Motivation and Design Principles
Sailfish is a general purpose fluid dynamics solver optimized for modern multi-core processors,
especially Graphics Processing Units (GPUs). The solver is based on the Lattice Boltzmann Method,
which is conceptually quite simple to understand and which scales very well with increasing
computational resources.
The Sailfish project is also an experiment in scientific computing and software engineering.
Unlike the majority of CFD packages, which are written in compiled languages such as C++
or Fortran, Sailfish is implemented in Python and CUDA C/OpenCL. We have found this
combination to be a very powerful one, making it possible to significantly shorten
development time without sacrificing any computational performance.
The general goals of the project are as follows:
- Performance: the code is optimized for the current generation of NVIDIA GPUs.
With a single state-of-the-art video board, it is possible to achieve a simulation speed
of 800 - 1200 MLUPS (depending on the used grid and model). To achieve comparable performance with
typical off-the-shelf CPUs, a small cluster would be necessary.
- Scalability: the code is designed to scale well with increasing number of compute cores.
- Agility and extendability: by implementing large parts of the code in a very
expressive language (Python), we aim at encouraging rapid experimentation.

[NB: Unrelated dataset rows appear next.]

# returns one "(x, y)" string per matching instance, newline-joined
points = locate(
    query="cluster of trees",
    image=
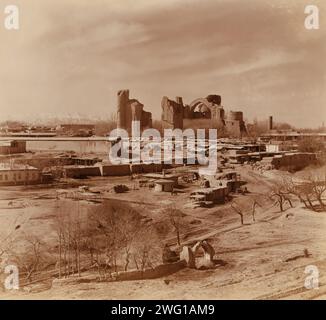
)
(309, 191)
(111, 237)
(108, 237)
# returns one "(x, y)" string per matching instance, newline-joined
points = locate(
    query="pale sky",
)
(70, 57)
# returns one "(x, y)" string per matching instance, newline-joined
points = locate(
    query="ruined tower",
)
(129, 110)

Running tests, playing with new boundary conditions or new models is easy, and
it often only requires changing a few lines of the kernel code.
- Maintainability: we keep the code clean and easy to understand. The Mako
template engine makes it possible to dynamically generate optimized code without
any unnecessary cruft.
- Ease of use: defining new simulations and exploring simulation results is
simple and many details are automated and by default hidden from the end-user.